Buenos Aires es una de las ciudades más bohemias de toda Sudamérica, donde se mezcla alegremente la civilización e impulso de un país con el desbande de pulsiones, malcriadeces extravagantes y sensualidad en cada uno de sus coloridos y estrechos rincones. Buenos Aires –aparte de entregarse apasionadamente al fútbol cada fin de semana- es una ciudad dada al arte, a la pintura y en importante medida a la danza. Pero viajar a Buenos Aires significa descubirir no cualquier danza, sino una muy especial. Buenos Aires no es el epicentro donde se dan cita y exhiben muchas danzas foráneas sino que tiene la suficiente personalidad para tener una propia. Una tan conocida alrededor del mundo, principalmente por su sensualidad en la ejecución, que debido a esta miles de turistas llegan tan sólo para ver de cerca de los maestros… del Tango.
El Tango nace en las entrañas de la capital argentina, por lo que es de calidad netamente urbana. Su característica principal es su sensualidad explícita dada por el coqueteo realizado en andas de la danza, donde la pareja siempre abrazada –y vestida de manera elegante, como “uniforme oficial” de los danzantes- se mira y retoza al ritmo acompasado de la música. A decir verdad es un baile bastante complejo, que requiere de mucha dedicación para su aprendizaje.
En el centro de Buenos Aires existen cientos de lugares donde el tango y la gastronomía rioplatense –parrillas o lo relacionado con carnes- se juntan para el disfrute de los diversos visitantes ávidos de empaparse de la cultura argentina, muy difundida en primera instancia por el baile en cuestión. De estos destacan Complejo Tango, Boca Tango, Esquina Carlos Gardel y El Viejo Almacén.
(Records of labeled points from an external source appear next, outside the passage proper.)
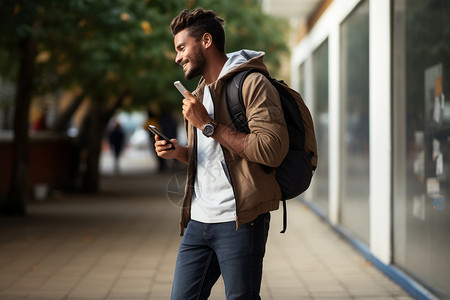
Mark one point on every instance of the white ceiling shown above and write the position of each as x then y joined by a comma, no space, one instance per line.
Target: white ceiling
299,9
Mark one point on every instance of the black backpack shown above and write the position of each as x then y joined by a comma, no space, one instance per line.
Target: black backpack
295,172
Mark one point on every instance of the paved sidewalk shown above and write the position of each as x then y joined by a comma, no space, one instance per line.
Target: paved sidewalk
122,244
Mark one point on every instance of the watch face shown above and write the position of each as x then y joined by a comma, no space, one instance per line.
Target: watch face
208,130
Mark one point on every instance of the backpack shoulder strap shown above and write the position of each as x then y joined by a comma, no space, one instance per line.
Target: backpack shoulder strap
235,102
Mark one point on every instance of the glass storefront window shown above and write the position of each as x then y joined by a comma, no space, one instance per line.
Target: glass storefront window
320,100
421,66
354,86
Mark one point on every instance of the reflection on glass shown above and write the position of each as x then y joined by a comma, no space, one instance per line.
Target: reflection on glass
422,141
355,115
320,100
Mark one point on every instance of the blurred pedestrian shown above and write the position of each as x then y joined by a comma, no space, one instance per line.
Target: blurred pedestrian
117,142
226,210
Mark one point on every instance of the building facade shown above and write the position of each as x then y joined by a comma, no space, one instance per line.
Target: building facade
375,74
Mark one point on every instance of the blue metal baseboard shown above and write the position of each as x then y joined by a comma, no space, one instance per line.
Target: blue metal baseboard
411,286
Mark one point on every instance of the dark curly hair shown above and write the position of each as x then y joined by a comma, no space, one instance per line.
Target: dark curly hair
198,22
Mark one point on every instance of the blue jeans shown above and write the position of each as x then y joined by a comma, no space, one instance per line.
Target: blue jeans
208,250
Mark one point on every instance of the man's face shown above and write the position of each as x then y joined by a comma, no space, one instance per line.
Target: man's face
189,54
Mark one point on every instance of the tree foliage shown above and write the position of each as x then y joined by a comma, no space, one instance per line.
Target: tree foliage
111,51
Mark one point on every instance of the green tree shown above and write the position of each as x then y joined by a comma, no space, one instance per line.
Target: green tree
112,51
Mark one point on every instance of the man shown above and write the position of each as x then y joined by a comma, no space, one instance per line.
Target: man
225,215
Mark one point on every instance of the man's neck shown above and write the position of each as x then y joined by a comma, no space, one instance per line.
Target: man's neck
214,68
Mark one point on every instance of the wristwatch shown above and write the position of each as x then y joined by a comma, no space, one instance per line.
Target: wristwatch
209,128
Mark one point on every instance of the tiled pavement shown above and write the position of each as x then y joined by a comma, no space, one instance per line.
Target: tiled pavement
122,244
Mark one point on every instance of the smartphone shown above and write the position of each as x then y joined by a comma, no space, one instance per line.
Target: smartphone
180,87
156,131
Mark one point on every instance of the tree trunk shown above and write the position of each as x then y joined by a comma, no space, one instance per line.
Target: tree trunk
18,194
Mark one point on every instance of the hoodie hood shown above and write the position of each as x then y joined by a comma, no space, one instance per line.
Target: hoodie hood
243,60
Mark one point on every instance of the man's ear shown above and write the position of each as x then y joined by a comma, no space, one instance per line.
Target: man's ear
206,40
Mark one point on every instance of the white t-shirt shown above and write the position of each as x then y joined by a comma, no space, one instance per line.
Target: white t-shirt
213,200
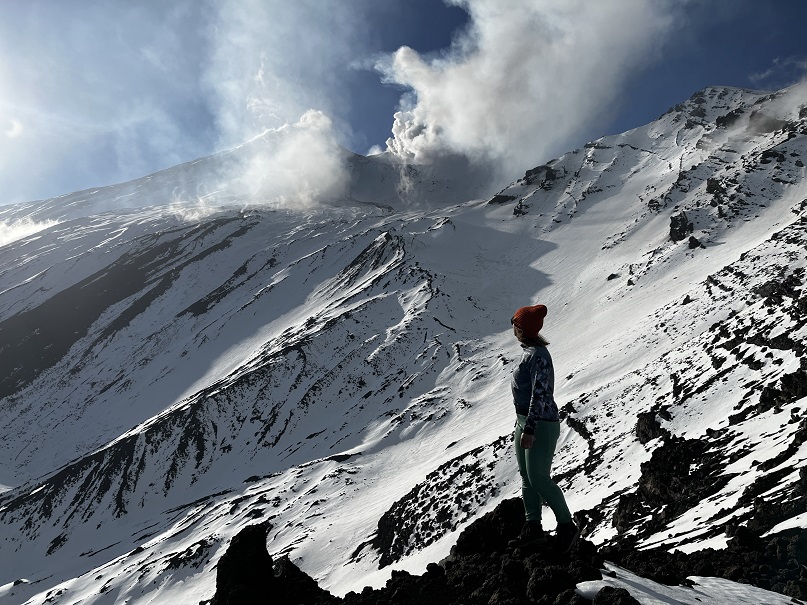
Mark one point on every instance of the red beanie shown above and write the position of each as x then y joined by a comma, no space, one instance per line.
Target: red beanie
530,319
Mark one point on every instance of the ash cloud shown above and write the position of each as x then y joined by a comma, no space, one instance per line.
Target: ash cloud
523,80
272,80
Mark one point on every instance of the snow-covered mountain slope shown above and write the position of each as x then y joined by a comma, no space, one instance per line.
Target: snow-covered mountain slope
344,371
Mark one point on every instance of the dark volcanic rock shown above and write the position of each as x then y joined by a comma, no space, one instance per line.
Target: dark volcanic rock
680,227
482,570
246,574
614,596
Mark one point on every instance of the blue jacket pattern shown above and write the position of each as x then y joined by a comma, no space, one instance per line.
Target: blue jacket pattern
533,387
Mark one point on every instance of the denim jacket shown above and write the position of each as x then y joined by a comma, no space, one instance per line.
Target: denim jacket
533,385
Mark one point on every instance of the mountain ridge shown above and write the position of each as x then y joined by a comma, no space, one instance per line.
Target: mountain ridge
395,322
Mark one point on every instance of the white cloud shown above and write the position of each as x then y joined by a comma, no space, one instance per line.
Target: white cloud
274,68
781,73
525,79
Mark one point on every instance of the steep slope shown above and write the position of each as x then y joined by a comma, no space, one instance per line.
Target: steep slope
344,373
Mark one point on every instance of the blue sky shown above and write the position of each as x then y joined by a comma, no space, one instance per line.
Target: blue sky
95,92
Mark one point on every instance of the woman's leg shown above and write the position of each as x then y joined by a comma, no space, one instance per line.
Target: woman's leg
538,465
531,498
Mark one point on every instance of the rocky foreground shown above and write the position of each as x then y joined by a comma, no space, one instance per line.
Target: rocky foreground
482,569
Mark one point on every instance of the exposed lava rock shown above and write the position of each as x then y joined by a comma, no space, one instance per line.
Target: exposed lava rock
483,570
614,596
247,574
648,427
680,227
679,474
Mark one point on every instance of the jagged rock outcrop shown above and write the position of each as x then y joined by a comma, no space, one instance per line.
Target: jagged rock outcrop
247,574
482,569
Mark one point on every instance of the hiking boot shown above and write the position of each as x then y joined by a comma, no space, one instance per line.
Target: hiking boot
531,533
565,537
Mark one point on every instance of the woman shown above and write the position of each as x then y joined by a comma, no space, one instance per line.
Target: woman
537,432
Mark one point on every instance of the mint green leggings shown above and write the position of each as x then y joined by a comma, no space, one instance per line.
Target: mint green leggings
534,465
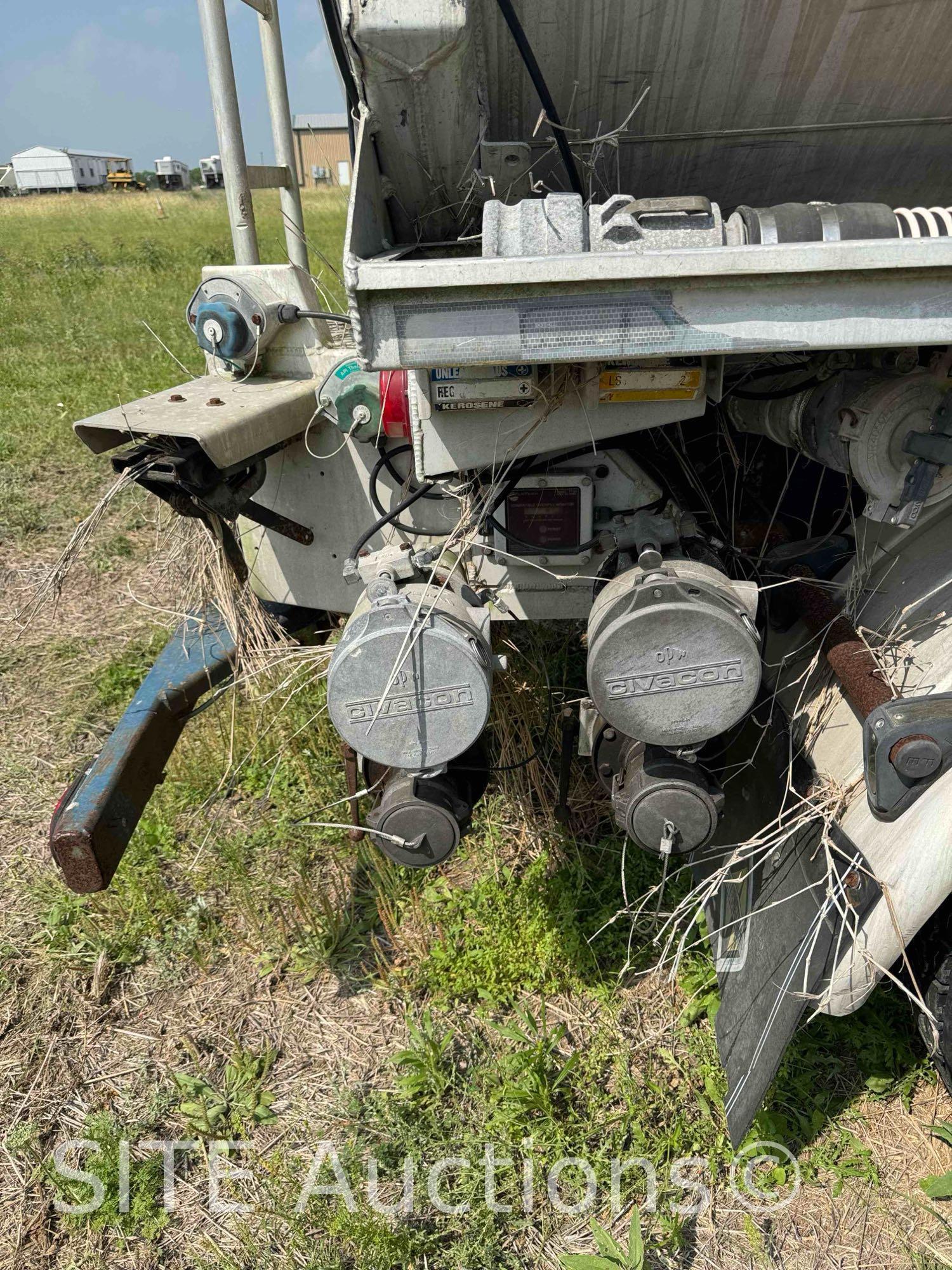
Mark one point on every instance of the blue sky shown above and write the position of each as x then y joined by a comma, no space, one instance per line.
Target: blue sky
131,79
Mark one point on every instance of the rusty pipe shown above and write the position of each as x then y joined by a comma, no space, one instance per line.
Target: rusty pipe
851,661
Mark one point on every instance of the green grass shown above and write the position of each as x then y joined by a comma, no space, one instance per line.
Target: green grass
79,276
516,1026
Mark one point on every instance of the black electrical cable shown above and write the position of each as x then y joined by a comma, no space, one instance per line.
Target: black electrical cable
775,394
545,97
388,519
388,457
327,317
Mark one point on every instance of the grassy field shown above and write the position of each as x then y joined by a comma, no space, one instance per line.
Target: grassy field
252,977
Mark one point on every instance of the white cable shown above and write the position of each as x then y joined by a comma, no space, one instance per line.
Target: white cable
376,834
355,425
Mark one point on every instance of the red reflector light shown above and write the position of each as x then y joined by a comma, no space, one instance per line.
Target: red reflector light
394,404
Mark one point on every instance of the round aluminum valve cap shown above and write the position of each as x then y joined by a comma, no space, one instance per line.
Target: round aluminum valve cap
416,709
672,661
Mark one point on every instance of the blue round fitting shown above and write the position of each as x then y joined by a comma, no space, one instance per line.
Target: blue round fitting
237,337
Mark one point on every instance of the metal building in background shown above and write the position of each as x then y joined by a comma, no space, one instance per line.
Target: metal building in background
322,150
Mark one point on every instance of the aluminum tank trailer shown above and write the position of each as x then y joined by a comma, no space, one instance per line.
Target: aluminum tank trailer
663,352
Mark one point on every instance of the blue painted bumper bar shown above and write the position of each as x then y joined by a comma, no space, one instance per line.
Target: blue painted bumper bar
97,816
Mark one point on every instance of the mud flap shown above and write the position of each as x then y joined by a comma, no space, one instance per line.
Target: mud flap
776,939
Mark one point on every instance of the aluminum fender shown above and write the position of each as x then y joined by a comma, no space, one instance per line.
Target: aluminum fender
906,599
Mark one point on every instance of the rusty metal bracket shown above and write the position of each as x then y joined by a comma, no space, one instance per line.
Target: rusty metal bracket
907,747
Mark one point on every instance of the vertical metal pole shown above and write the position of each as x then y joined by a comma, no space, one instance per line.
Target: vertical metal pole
228,126
282,134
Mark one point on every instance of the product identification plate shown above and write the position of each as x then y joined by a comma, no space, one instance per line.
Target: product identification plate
657,380
482,388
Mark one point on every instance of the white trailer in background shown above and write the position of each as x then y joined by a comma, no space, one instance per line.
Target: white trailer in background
173,173
681,370
213,176
44,170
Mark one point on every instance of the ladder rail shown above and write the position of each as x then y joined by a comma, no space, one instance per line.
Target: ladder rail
239,178
282,135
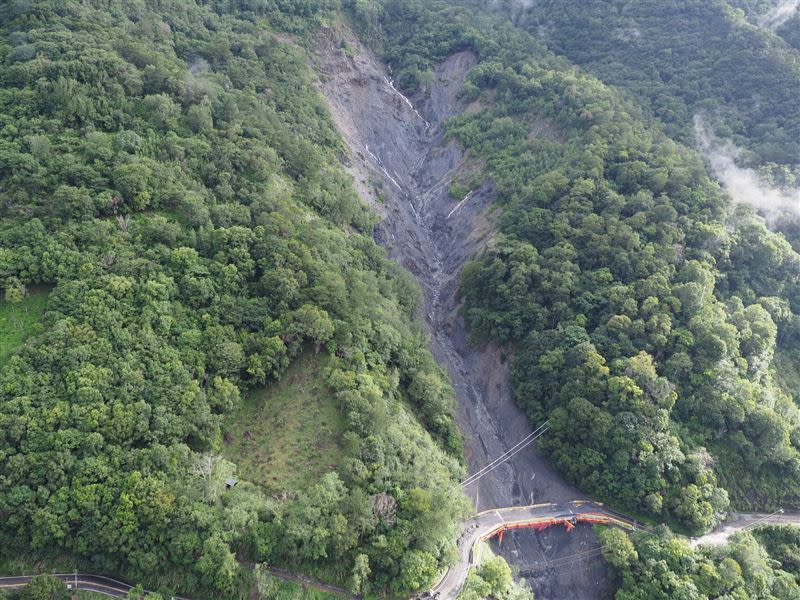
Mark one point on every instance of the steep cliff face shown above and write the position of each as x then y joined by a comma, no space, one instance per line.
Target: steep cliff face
403,165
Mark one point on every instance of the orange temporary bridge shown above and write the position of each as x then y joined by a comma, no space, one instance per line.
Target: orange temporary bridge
568,521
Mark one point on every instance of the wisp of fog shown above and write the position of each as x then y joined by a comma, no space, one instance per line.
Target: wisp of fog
779,15
743,184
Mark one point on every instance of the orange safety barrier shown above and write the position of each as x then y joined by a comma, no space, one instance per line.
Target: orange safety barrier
568,522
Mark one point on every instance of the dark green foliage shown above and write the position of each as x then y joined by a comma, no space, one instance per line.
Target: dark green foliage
643,314
682,57
170,169
44,587
750,566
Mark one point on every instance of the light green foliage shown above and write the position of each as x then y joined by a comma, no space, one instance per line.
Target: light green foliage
44,587
643,315
492,579
171,170
269,587
20,316
762,564
285,436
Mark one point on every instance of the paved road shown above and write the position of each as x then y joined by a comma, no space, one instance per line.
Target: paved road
489,523
739,521
481,527
119,589
79,581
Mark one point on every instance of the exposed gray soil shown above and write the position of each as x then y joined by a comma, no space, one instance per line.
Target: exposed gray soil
403,166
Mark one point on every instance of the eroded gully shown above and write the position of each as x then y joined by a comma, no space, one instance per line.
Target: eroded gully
403,166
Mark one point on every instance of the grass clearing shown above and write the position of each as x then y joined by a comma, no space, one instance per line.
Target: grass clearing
20,321
288,434
272,588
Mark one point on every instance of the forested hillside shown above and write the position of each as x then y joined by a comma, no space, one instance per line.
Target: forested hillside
168,169
764,563
681,58
642,312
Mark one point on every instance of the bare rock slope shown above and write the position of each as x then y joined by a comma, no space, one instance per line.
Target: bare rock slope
403,166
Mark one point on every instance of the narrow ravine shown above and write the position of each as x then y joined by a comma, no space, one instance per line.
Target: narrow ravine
403,166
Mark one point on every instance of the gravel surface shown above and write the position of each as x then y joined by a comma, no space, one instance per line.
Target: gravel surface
403,167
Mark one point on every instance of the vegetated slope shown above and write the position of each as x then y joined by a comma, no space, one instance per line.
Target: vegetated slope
20,317
438,210
679,58
643,315
761,563
781,16
171,170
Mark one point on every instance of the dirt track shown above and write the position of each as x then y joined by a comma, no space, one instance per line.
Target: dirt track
403,167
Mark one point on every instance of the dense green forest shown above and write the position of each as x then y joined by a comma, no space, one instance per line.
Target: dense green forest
679,58
206,361
169,170
642,312
760,564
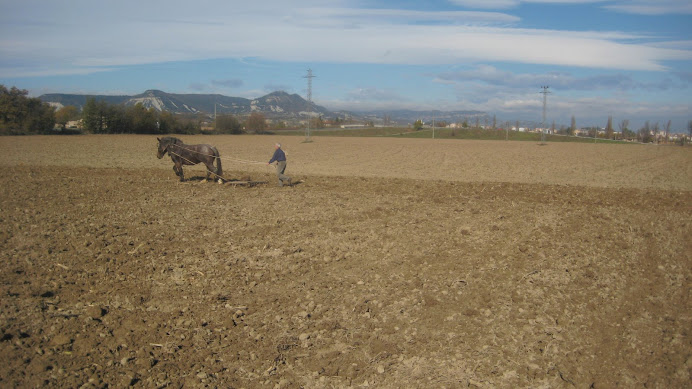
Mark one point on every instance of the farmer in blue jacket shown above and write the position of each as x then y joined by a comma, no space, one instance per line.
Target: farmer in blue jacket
280,158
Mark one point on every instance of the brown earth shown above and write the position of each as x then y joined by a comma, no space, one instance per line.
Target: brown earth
394,263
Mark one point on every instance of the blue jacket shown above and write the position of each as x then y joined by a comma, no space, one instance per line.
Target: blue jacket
278,156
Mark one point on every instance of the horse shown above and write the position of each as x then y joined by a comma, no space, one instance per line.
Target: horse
183,154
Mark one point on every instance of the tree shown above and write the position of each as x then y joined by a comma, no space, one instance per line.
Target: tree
609,128
623,128
644,134
93,116
666,130
256,122
21,114
228,124
66,114
318,122
655,130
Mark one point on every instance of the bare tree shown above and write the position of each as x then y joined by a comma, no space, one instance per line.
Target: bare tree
624,124
609,128
656,130
645,133
666,130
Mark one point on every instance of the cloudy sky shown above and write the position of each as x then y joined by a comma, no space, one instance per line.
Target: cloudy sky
630,59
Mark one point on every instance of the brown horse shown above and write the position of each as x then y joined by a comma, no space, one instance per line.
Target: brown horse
183,154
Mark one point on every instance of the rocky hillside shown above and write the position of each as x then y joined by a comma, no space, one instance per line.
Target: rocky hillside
275,104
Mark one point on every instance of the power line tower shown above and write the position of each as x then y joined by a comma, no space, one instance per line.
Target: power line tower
309,76
545,93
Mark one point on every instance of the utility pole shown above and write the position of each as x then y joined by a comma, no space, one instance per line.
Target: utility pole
309,76
433,124
545,93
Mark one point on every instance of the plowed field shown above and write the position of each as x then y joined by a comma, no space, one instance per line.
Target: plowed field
392,263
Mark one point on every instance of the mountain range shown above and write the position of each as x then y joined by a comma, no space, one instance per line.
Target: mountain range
275,105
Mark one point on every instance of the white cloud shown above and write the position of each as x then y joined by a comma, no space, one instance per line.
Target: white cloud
90,35
652,7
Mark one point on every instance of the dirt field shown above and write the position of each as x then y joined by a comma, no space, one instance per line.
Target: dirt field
394,263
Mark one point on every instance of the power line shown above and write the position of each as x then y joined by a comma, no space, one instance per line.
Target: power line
309,76
545,93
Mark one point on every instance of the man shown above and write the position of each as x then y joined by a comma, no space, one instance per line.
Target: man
280,158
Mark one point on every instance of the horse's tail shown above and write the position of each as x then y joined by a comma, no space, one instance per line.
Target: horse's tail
219,169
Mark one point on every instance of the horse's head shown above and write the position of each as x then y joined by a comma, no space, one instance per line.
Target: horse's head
163,147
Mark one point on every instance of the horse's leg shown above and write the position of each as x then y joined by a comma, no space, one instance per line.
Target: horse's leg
179,166
210,168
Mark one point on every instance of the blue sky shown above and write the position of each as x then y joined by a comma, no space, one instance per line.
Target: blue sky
626,59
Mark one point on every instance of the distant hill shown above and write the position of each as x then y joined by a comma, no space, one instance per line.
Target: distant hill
275,104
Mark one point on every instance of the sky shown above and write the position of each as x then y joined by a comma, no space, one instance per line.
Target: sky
628,59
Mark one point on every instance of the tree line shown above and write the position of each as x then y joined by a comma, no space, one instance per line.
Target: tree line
20,114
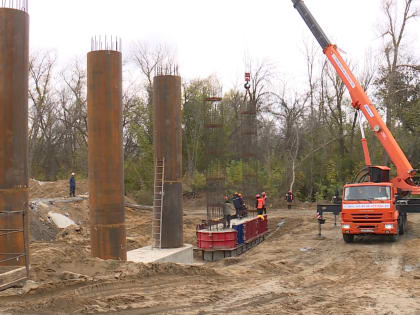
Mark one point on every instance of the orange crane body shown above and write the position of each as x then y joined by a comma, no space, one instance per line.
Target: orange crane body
376,206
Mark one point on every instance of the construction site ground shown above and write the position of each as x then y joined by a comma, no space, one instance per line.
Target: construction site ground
291,272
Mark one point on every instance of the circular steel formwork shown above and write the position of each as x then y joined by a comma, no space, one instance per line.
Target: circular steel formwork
14,65
106,160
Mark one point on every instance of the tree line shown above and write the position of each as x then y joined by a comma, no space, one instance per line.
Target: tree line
308,140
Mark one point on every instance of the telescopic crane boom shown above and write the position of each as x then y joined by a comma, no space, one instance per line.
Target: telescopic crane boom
360,101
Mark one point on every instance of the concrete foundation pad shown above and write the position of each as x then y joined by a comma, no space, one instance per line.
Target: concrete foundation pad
181,255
Si bien el tango es un baile elegante que tiene mayor arraigo en las clases media alta de la ciudad, por lo que los lugares que ofrecen los mejores shows son medianamente exclusivos. Pero esta es una actividad que encuentra identificación en todo tipo de estrato, hasta en los más humildes, que ven en las milongas los lugares idóneos para disfrutar de este arte, sin el mismo glamour -claro está- pero con la misma pasión, propia de la sociedad bonaerense. Café Tortoni, Centro Cultural Torquato Tasso, La Viruta Tango y Bar Sur son las principales milongas.
El inicio del tango, en lo que a lírica se refiere, fue grosero y burdo, dedicando sus improvisadas letras a la vida de burdeles y bohemia, evolucionando al pasar los años en puro garbo y elegancia, que es como se disfruta ahora.